One approach, which Meskó referred to as “algorithmic hygiene,” is similar to one that a group of researchers at Emory University in Atlanta took when they created a racially diverse, granular dataset – the EMory BrEast Imaging Dataset (EMBED) — that consists of 3.4 million screening and diagnostic breast cancer mammography images. Forty-two percent of the 11,910 unique patients represented were self-reported African-American women.
“The fact that our database is diverse is kind of a direct byproduct of our patient population,” said Hari Trivedi, MD, assistant professor in the departments of Radiology and Imaging Sciences and of Biomedical Informatics at Emory University School of Medicine and co-director of the Health Innovation and Translational Informatics (HITI) lab.
“Even now, the vast majority of datasets that are used in deep learning model development don’t have that demographic information included,” said Trivedi. “But it was really important in EMBED and all future datasets we develop to make that information available because without it, it’s impossible to know how and when your model might be biased or that the model that you’re testing may be biased.”
“You can’t just turn a blind eye to it,” he said.
Importantly, bias can be introduced at any point in the AI’s development cycle, not just at the onset.
“Developers could use statistical tests that allow them to detect if the data used to train the algorithm is significantly different from the actual data they encounter in real-life settings,” Meskó said. “This could indicate biases due to the training data.”

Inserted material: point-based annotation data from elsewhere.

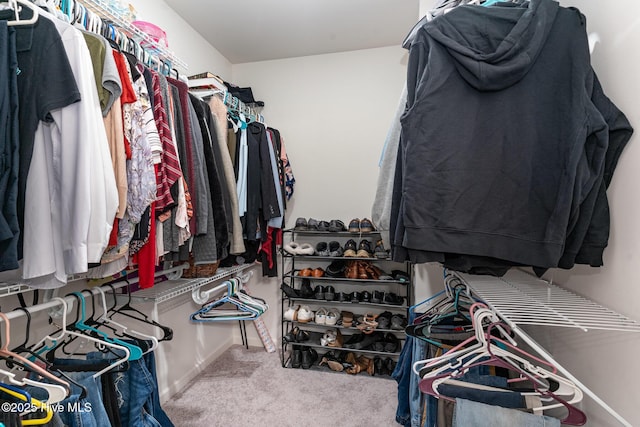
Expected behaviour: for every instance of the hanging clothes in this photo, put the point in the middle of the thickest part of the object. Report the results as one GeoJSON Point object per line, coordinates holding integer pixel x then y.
{"type": "Point", "coordinates": [508, 182]}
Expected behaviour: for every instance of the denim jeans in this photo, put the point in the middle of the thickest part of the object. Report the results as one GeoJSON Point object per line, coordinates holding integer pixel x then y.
{"type": "Point", "coordinates": [475, 414]}
{"type": "Point", "coordinates": [85, 412]}
{"type": "Point", "coordinates": [402, 374]}
{"type": "Point", "coordinates": [155, 409]}
{"type": "Point", "coordinates": [134, 388]}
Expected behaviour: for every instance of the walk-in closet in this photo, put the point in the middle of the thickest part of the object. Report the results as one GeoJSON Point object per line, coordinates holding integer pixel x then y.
{"type": "Point", "coordinates": [319, 213]}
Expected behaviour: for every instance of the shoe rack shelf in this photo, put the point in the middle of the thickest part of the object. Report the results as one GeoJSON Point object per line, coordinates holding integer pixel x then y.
{"type": "Point", "coordinates": [292, 264]}
{"type": "Point", "coordinates": [345, 304]}
{"type": "Point", "coordinates": [352, 328]}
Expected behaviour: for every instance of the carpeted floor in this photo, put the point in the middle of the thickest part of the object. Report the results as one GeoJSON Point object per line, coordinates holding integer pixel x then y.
{"type": "Point", "coordinates": [246, 388]}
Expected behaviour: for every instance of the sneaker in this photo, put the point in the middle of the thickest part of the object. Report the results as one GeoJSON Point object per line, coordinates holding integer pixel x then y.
{"type": "Point", "coordinates": [350, 248]}
{"type": "Point", "coordinates": [379, 251]}
{"type": "Point", "coordinates": [305, 290]}
{"type": "Point", "coordinates": [322, 249]}
{"type": "Point", "coordinates": [321, 316]}
{"type": "Point", "coordinates": [335, 250]}
{"type": "Point", "coordinates": [366, 226]}
{"type": "Point", "coordinates": [323, 226]}
{"type": "Point", "coordinates": [331, 317]}
{"type": "Point", "coordinates": [312, 224]}
{"type": "Point", "coordinates": [364, 249]}
{"type": "Point", "coordinates": [319, 292]}
{"type": "Point", "coordinates": [336, 225]}
{"type": "Point", "coordinates": [292, 313]}
{"type": "Point", "coordinates": [354, 225]}
{"type": "Point", "coordinates": [301, 224]}
{"type": "Point", "coordinates": [305, 315]}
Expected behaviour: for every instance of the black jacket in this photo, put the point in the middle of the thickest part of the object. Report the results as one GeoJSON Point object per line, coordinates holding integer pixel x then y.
{"type": "Point", "coordinates": [505, 139]}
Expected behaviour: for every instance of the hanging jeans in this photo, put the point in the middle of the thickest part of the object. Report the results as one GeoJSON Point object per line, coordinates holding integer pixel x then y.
{"type": "Point", "coordinates": [475, 414]}
{"type": "Point", "coordinates": [135, 389]}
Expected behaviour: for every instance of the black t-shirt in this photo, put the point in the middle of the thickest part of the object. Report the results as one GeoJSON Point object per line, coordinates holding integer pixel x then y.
{"type": "Point", "coordinates": [45, 82]}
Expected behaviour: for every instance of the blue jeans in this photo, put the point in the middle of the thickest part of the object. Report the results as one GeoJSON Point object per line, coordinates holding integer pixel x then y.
{"type": "Point", "coordinates": [155, 409]}
{"type": "Point", "coordinates": [474, 414]}
{"type": "Point", "coordinates": [134, 388]}
{"type": "Point", "coordinates": [85, 412]}
{"type": "Point", "coordinates": [402, 374]}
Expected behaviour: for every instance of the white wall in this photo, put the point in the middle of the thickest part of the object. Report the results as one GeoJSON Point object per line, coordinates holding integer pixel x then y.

Another approach is “de-biasing,” which helps eliminate differences across groups or individuals based on individual attributes. Meskó referenced the IBM open source AI Fairness 360 toolkit, which is a comprehensive set of metrics and algorithms that researchers and developers can access to use to reduce bias in their own datasets and AIs.
Checks and balances are likewise important. For example, that could include “cross-checking the decisions of the algorithms by humans and vice versa. In this way, they can hold each other accountable and help mitigate bias,” Meskó said..
Keeping Humans in the Loop
Speaking of checks and balances, should patients be worried that a machine is replacing a doctor’s judgment or driving possibly dangerous decisions because a critical piece of data is missing?
Trevedi mentioned that AI research guidelines are in development that focus specifically on rules to consider when testing and evaluating models, especially those that are open source. Also, the FDA and Department of Health and Human Services are trying to regulate algorithm development and validation with the goal of improving accuracy, transparency, and fairness.
Like medicine itself, AI is not a one-size-fits-all solution, and perhaps checks and balances, consistent evaluation, and concerted efforts to build diverse, inclusive datasets can address and ultimately help to overcome pervasive health disparities.
At the same time, “I think that we are a long way from entirely removing the human element and not having clinicians involved in the process,” said Kelly Michelson, MD, MPH, director of the Center for Bioethics and Medical Humanities at Northwestern University Feinberg School of Medicine and attending physician at Ann & Robert H. Lurie Children’s Hospital of Chicago.
“There are actually some great opportunities for AI to reduce disparities,” she said, also noting that AI is not simply “this one big thing.”
“AI means a lot of different things in a lot of different places,” says Michelson. “And the way that it is used is different. It’s important to acknowledge that issues around bias and the impact on health disparities are going to be different depending on what kind of AI you’re talking about.”